Electrical properties of NbN/NbN x /NbN Josephson junctions

Abstract

Abstract In this work, we report the electrical properties of NbN internally shunted Josephson junctions with NbN x barriers. Cross-sectional scanning transmission electron microscopy analysis shows that all layers have the same cubic structure; NbN/NbN x /NbN trilayers were epitaxially grown on MgO substrates. The resistivity of the NbN x films could be varied in the range of 1–104 mΩ cm by controlling both the N2 partial pressure and the deposition time during reactive sputtering. The temperature dependence of the critical current density (J c) and characteristic voltage (I c R n) of the junctions with different barrier resistivities were measured for various barrier thicknesses.
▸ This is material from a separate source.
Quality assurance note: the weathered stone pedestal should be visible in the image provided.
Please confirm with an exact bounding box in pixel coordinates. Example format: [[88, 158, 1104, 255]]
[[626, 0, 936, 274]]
For the 10 nm-thick NbN x layer with resistivities of 73.44, 385.72, and 711 mΩ cm, the coherence length of the barrier was determined to be 5.55 ± 0.07, 4.88 ± 0.06, and 1.40 ± 0.13 nm, respectively, corresponding to carrier diffusion rates of 2.741 ± 0.004, 1.211 ± 0.002, and 0.008 ± 0.001 cm2 s−1, respectively. Thus, the reduction in barrier resistivity leads to a larger coherence length and a faster diffusion rate, which will further increase the J c and I c R n of the junction. By adjusting the barrier resistivity and thickness, the J c of the junction can be easily tuned over more than four orders of magnitude, and an I c R n value of 0.97 ± 0.07 mV was obtained at 10 K. The results indicate that the all-NbN self-shunt junction is a promising candidate in high-speed and high-temperature applications.